We also have all hands on deck meetings where we review the company’s performance. Everyone is aware of key metrics and what we’re all rowing towards. The leading metric is the good that we’re doing in the world. It keeps all of us fired up and excited.

SM: What is Olivela’s long-term vision? 

SB: Female empowerment, climate change and a couple of others we haven’t announced. It’s an important part of our larger vision.

SM: What lessons have you taken from COVID-19 that you might continue to apply later on?

SB: It’s hard to talk about because so many businesses are struggling right now and I don’t mean to minimize that at all. It’s been an extraordinary opportunity for us as a team to grow. We’ve been growing 20% to 60% month over month. 

The reason we’ve been growing is we’ve been able to get very smart about what we’re marketing and what it is our consumers want. It’s the cause messaging.
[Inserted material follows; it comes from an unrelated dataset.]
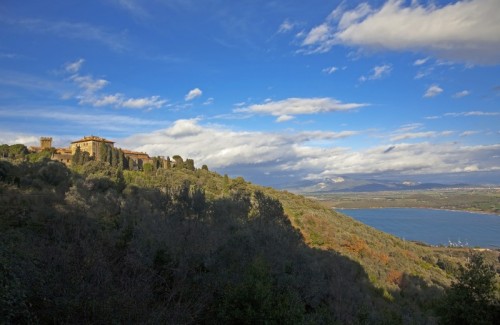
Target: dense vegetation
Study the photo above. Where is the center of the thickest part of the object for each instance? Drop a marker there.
(468, 199)
(98, 244)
They want to be a part of making the world a better place. 

SM: What’s the secret sauce that’s driving growth?

SB: Twenty percent is really generous. You don’t have a lot of platforms that do that, especially at the price point of the luxury items we sell. It’s about appealing to humanity’s better nature and being quantifiable about what good you can do as well as being clear post purchase. I also have a great team.

SM: How do you keep up with the ever changing digital marketplace?

SB: We’re keeping an eye on what’s going on around us but we’ve stuck to our guns in terms of our purpose. We talk about the table stakes that we need to continually get better on. It’s not always about new initiatives, but staying focused on the core things over time.

SM: What lessons have you learned that might benefit other entrepreneurs?

SB: The biggest thing is until money is in the bank, it’s not in the bank. You always need to have a plan B. I actually think as an entrepreneur, you need to have B through about M. 

We had a 15 million round that was supposed to come in in March. It was supposed to close on Wednesday and the market plummeted on Monday. That forced us to think in a different way. We’re at a place where we’re better off than I think we would have been had we had that. That’s part of entrepreneurship. It’s, it’s not easy. It’s not fun all the time. But it gets you out of bed excited. 

Simon Mainwaring: What’s your vision for how business can rise to the occasion given all these challenges we face? 

Stacey Boyd: We need to reimagine the way that companies operate. It can’t be around the margins. We’re headed for a place where companies large and small will be forced to answer some of those questions in a deeper way as business leaders.